Is it possible for existing TMS to make their rules less coarse-grained? No, because TMS only look at a subset of event types, so if the rules are designed to be more specific, then they will miss real suspicious activity. Casting a wide net means that they will be able to detect some suspicious accounts, but will also result in alerts on a lot more good accounts. It’s not enough to simply tweak the existing rules or simple models. Rather, it’s necessary to look to a new technical solution to address the false positive alerts plague.
The promise of unsupervised machine learning
Unsupervised machine learning (UML), if implemented properly, can solve these problems for AML teams. UML can be leveraged to reduce false positives by looking at all activity within your financial institution from a global view and linking common bad actors together. This drastically reduces false positive alerts without compromising on compliance with regulatory guidelines.
To see how this is possible, it’s important to understand the technology. UML is a category of machine learning that can detect hidden patterns in large data sets, such as fraudulent user accounts, without prior knowledge of what a fraudulent account looks like. This is different from supervised machine learning, which requires knowledge of previous patterns to catch similar ones in the future. In the context of AML, UML automatically finds these hidden patterns to link seemingly unrelated accounts and customers. These links can be one of thousands of data fields that the UML model ingests. The below image depicts customers detected by UML because they are linked due to shared attributes such as an email address, physical address, phone number, internet protocol (IP) address and a common beneficiary.
So, in contrast to using coarse-grained rules, UML considers thousands of data fields to detect complex networks. This allows UML to look at a vast array of attributes and sift the real signal (suspicious activity) from the noise. Furthermore, UML can ingest all event data, which enables it to determine if accounts have similar suspicious related activity. For example, UML can link accounts together that have similar high transaction volume with low dollar amounts in the same time window—without being programmed to look for this specific case.
UML also decreases the prevalence of false positive alerts because it can catch a group of related accounts. So, it has more confidence that these accounts are bad. Think about it – If you saw one account do something weird, you might be unsure if it’s bad, but if you see fifty accounts linked together doing similar suspicious activity, you become extremely confident that they’re all bad. UML is better at differentiating between good and bad activity, and when an alert is generated, you can be much more confident that it’s a real alert.
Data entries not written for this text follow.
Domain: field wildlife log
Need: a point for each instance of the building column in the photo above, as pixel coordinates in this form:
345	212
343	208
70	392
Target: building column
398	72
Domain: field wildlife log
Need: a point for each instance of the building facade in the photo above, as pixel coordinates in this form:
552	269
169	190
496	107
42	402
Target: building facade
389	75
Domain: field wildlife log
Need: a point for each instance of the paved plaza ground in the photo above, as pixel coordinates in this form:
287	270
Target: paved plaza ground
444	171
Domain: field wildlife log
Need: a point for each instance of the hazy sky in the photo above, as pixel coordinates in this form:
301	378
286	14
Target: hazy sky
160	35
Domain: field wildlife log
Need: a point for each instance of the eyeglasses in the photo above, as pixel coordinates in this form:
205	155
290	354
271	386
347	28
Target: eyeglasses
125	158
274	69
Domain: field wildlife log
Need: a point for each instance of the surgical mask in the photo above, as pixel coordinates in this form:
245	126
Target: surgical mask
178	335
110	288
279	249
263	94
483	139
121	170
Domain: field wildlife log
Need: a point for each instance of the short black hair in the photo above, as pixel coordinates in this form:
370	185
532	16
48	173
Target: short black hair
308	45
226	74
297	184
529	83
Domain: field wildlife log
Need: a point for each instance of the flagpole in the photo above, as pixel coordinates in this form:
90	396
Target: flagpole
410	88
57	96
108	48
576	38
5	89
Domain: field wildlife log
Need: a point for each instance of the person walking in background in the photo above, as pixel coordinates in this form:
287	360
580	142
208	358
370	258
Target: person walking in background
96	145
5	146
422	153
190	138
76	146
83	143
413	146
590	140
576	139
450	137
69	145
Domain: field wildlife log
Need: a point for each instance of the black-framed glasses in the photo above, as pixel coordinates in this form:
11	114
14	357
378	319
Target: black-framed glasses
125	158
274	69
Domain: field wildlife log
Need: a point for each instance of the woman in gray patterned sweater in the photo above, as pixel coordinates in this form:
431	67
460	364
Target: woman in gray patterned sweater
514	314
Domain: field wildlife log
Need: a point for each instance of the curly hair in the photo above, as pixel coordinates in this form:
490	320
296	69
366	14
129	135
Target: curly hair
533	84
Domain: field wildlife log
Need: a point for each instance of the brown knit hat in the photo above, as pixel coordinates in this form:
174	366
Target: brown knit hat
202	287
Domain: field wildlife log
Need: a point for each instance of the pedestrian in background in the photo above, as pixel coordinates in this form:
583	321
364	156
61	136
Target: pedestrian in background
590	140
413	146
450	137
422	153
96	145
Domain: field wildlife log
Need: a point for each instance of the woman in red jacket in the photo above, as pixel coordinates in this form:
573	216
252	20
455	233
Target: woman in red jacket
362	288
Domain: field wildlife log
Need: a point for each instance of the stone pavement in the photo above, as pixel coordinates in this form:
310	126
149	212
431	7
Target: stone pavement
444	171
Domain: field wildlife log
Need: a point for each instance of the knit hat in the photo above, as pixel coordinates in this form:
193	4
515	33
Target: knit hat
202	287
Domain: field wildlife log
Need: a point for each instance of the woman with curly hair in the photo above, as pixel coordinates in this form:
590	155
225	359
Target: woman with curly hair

What this means for compliance departments
With rapidly growing compliance department costs and no decrease to regulatory fines in sight, it’s becoming increasingly clear that we need a new approach to TMS. UML can reduce compliance costs by lowering false positive alerts and reprioritizing time spent on investigations. At the same time, it can increase the quality of suspicious activity report (SAR) filings. As the number of alerts to investigate decreases, existing compliance resources can be reallocated to other important activities such as quality control, analyst training and risk assessments.
From a practical perspective, the transition from traditional TMS to one that uses UML does not have to happen overnight. Instead, using UML alongside another TMS can be a great place to start. This can be an easy and more gradual solution, which I’d recommend when implementing any new TMS, unsupervised or not.
Ultimately, financial institutions have embraced UML in other areas of banking such as fraud, credit risk and trading, so it is only a matter of time before compliance departments do the same. It’s now a question of when and which institutions will lead the pack out of traditional TMS to raise the stakes in the fight against money laundering.